WONC
- Naperville, Illinois; United States;
- Broadcast area: Chicago
- Frequency: 89.1 MHz
- Branding: Pure Rock FM 89

Programming
- Format: Album-oriented rock

Ownership
- Owner: North Central College

History
- First air date: 1968

Technical information
- Licensing authority: FCC
- Facility ID: 49179
- Class: A
- ERP: 1,500 watts
- HAAT: 50 meters (160 ft)
- Transmitter coordinates: 41°46′34.00″N 88°11′41.00″W﻿ / ﻿41.7761111°N 88.1947222°W

Links
- Public license information: Public file; LMS;
- Webcast: Listen Live
- Website: wonc.org

= WONC =

Radio station at North Central College in Naperville, Illinois

WONC (89.1 FM) is a radio station broadcasting an album-oriented rock format. Licensed to Naperville, Illinois, United States, the station serves the Chicago area. The station is currently owned by North Central College.

==History==
The station has been in operation since July 1, 1968. From 1997 to 2026, the station broadcast from a renovated house at 232 E. Chicago Ave. in Naperville. On July 30, 2026, the station began broadcasting from studios in Schneller Hall in Naperville. Before 1997, WONC's studios were located on the fourth floor of the Old Main campus building at 30 N. Brainard St. The broadcast tower is located at 1805 High Grove Lane on the western edge of Naperville.

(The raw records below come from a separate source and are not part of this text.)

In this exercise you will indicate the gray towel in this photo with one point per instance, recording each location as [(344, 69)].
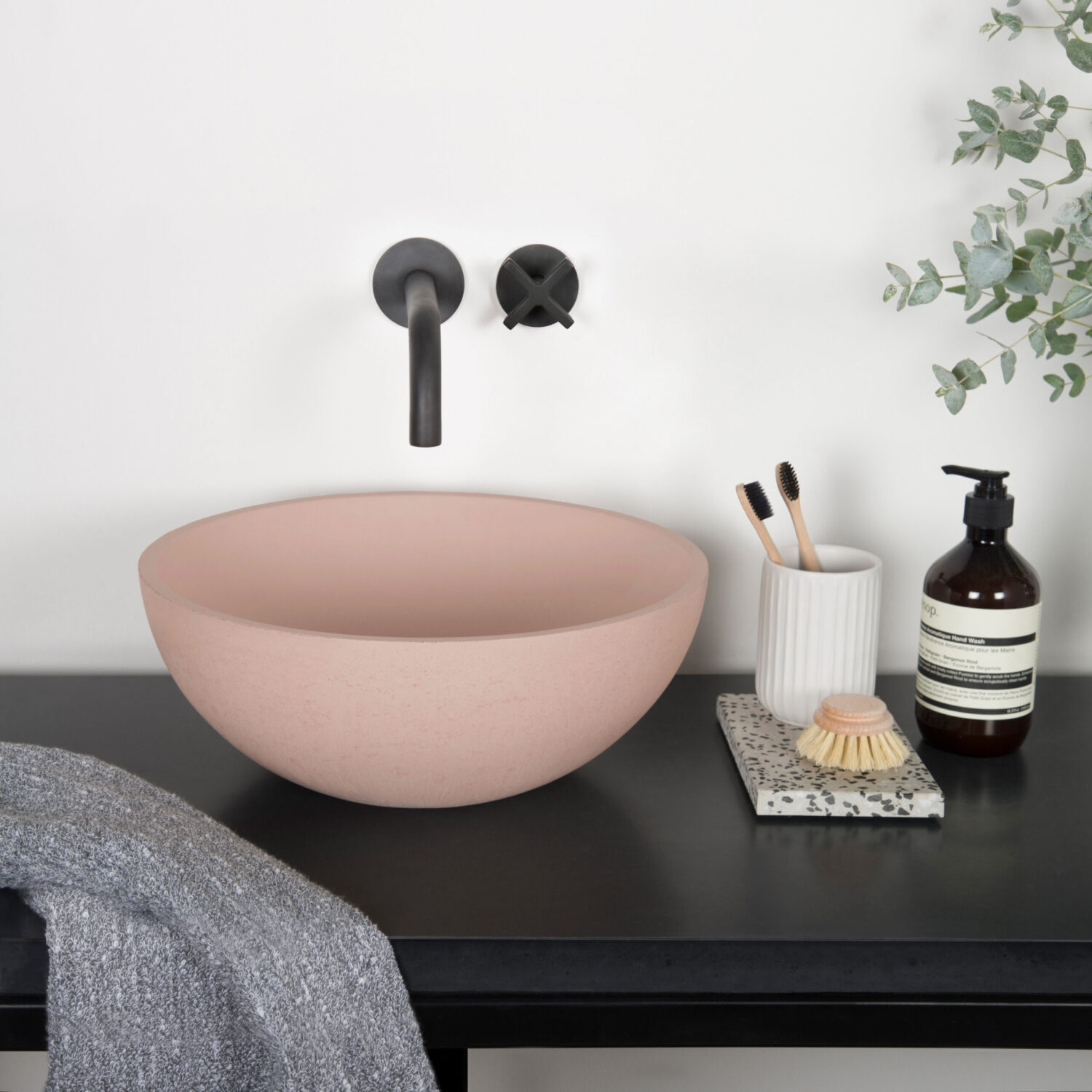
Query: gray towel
[(181, 957)]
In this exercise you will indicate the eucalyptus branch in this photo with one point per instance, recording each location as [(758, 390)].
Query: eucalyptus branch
[(1078, 50), (996, 272)]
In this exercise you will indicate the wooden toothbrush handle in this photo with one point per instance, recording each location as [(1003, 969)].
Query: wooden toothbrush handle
[(808, 558), (759, 526)]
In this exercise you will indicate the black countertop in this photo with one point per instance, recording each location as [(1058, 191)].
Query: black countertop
[(646, 876)]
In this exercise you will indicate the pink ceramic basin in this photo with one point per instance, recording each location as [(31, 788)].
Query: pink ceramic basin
[(422, 649)]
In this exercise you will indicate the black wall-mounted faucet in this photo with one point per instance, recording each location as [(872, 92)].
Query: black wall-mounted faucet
[(419, 283)]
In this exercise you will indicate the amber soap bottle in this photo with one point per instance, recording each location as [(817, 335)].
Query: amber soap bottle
[(980, 631)]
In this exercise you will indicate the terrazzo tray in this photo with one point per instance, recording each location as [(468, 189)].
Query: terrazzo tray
[(781, 783)]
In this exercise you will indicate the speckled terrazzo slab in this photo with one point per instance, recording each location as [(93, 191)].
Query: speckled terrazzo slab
[(781, 783)]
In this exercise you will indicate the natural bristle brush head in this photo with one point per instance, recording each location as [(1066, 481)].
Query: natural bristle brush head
[(790, 486), (853, 732), (758, 500)]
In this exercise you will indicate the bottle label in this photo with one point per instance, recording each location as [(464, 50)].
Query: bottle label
[(978, 663)]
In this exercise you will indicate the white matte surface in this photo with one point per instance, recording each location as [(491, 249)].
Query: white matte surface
[(194, 194)]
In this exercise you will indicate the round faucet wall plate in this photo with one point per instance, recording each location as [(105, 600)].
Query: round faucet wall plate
[(388, 283)]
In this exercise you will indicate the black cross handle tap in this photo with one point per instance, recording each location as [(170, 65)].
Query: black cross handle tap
[(537, 286)]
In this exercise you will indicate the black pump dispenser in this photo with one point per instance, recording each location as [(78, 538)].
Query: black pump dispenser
[(980, 631), (989, 507)]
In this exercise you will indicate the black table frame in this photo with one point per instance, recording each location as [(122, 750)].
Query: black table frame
[(1029, 985)]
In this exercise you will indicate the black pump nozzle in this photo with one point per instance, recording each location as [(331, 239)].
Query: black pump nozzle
[(989, 506)]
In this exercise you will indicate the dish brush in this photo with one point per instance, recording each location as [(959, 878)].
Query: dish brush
[(853, 732), (758, 508), (791, 494)]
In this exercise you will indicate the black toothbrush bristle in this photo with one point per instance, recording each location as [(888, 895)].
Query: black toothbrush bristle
[(788, 482), (757, 499)]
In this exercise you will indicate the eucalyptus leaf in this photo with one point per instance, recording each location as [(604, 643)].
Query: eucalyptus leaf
[(1078, 301), (985, 117), (969, 375), (899, 273), (1008, 365), (930, 271), (995, 305), (1022, 282), (1061, 344), (1059, 105), (1077, 377), (1042, 271), (972, 140), (954, 397), (1019, 143), (924, 292), (1024, 307), (989, 264), (1037, 340), (1072, 212), (1079, 54)]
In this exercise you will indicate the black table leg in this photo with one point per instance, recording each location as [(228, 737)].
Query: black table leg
[(449, 1064)]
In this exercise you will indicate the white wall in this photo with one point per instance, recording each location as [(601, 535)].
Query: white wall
[(192, 197), (194, 194)]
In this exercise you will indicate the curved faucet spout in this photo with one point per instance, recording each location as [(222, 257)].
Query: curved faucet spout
[(419, 283), (423, 312)]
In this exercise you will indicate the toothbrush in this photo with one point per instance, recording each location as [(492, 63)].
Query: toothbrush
[(758, 508), (791, 493)]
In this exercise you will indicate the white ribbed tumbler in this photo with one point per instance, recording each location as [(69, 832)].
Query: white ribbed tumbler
[(817, 631)]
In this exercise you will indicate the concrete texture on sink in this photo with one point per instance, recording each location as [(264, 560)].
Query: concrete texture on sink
[(423, 649)]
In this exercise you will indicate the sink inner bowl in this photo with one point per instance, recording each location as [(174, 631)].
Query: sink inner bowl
[(460, 566), (422, 649)]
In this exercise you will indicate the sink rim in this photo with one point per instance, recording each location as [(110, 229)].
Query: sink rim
[(149, 576)]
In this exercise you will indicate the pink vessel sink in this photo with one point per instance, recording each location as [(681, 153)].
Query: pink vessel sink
[(422, 649)]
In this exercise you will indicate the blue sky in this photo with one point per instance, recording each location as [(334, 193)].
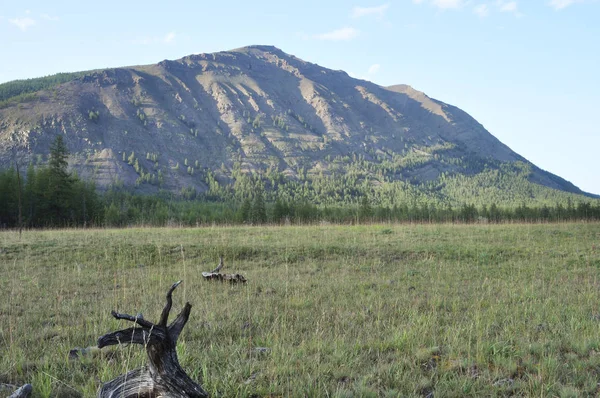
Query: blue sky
[(529, 71)]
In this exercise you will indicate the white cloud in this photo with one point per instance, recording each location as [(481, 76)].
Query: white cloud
[(448, 3), (22, 23), (560, 4), (443, 4), (378, 11), (50, 17), (373, 69), (338, 34), (169, 37), (510, 6), (482, 10)]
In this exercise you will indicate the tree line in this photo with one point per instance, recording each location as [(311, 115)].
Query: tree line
[(50, 196)]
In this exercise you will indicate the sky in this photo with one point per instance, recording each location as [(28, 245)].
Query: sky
[(528, 71)]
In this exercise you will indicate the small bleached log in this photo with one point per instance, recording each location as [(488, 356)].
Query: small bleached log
[(22, 392), (216, 275)]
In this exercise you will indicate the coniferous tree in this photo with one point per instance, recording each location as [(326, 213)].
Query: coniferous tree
[(60, 184)]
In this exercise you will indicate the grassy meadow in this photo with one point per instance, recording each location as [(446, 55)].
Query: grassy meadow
[(328, 311)]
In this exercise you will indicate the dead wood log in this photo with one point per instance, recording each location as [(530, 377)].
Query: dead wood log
[(216, 275), (163, 376), (23, 392)]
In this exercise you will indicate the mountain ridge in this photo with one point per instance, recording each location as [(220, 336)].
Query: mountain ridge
[(252, 109)]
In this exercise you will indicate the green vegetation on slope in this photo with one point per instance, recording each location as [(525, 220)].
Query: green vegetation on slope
[(18, 91), (377, 311)]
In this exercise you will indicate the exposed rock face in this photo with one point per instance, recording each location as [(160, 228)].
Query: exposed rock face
[(251, 108)]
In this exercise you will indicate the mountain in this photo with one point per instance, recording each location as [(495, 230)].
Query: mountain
[(256, 109)]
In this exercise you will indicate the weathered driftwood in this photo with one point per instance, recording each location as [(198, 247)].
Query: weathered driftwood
[(216, 275), (163, 376), (23, 392)]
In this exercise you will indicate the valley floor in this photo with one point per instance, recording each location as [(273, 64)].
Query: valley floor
[(381, 310)]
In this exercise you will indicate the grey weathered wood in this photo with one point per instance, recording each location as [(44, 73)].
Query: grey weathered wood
[(163, 376), (216, 275), (23, 392)]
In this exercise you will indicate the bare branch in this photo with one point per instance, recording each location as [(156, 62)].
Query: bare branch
[(139, 320), (219, 267), (165, 314), (133, 336), (177, 325)]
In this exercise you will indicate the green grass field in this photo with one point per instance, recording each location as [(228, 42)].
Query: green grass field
[(381, 311)]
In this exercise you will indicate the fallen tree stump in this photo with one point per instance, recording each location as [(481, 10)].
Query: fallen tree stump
[(163, 376), (216, 275)]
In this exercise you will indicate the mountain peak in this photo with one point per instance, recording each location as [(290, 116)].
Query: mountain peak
[(251, 109)]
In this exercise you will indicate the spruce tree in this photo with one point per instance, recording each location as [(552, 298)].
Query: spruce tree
[(60, 183)]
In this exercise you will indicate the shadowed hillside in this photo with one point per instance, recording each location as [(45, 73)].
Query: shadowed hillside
[(180, 123)]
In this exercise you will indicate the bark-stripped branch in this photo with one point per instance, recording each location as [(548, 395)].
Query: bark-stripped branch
[(163, 377)]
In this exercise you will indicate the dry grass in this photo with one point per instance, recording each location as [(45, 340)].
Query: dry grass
[(344, 311)]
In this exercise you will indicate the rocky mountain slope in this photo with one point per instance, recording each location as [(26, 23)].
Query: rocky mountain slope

On September 1, 1980, John V. Madormo succeeded Jon Yoder as the faculty advisor and general manager of WONC. Formerly a producer for Chicago's WGN radio, Madormo's experience led WONC to being recognized as one of the premier college radio stations in the country. The station won 20 Marconi awards during his tenure; no other college station won more.

Over the years, WONC has been a participating station in the IBS (Intercollegiate Broadcasting System) awards and has won several awards. WONC was named the 2015 Abraham and Borst Best College Station in the Nation and the 2015 IBS Best College station (Under 10,000 enrollment).

WONC celebrated its 50th anniversary May 11, 2018, with a party at the radio station that culminated with dozens of alumni attending and local press coverage by the Daily Herald and NCTV17. The party also served as a send-off for Madormo, who went on to retire after the 2017-18 academic year, having spent 38 of WONC's 50 years as general manager. Madormo was succeeded by North Central/WONC alum Zachary DeWitz.

==Format==
The format has been album-oriented rock (commonly known within the radio business as AOR) since approximately 1987 and uses the slogan "Pure Rock FM 89". From the station's inception to the 1980s, it was a more typical college free-form station. An adult contemporary format was aired for a time prior to the switch to the current format.

Every night from 10 p.m. until midnight is reserved for "Vintage Rock", which plays rock songs that were released between the years 1964 and 1974. At 10:30 p.m. is the "4x4", which plays four consecutive songs from a featured artist as follows:

- Monday - The Doors
- Tuesday - The Rolling Stones
- Wednesday - Jimi Hendrix
- Thursday - The Beatles
- Friday - Led Zeppelin
- Saturday - The Who
- Sunday - Mystery artist

Every weekday features "Lunchtime Second Helpings", which plays back-to-back songs from every artist during the noon hour, and "The All-Request Pure Rock Happy Hour" at 5 p.m.

The station provides coverage of North Central College's football, men's basketball, women's basketball, baseball and softball games.

Each fall, the station hosts the John Drury High School Radio Awards, honoring the legendary Chicago newscaster. High school radio stations from around the country are invited to the North Central College campus, and students, advisors, and stations are recognized in 18 categories, including Best DJ, Best Newscast, Best PSA, Broadcaster of the Year, and Best High School Radio Station.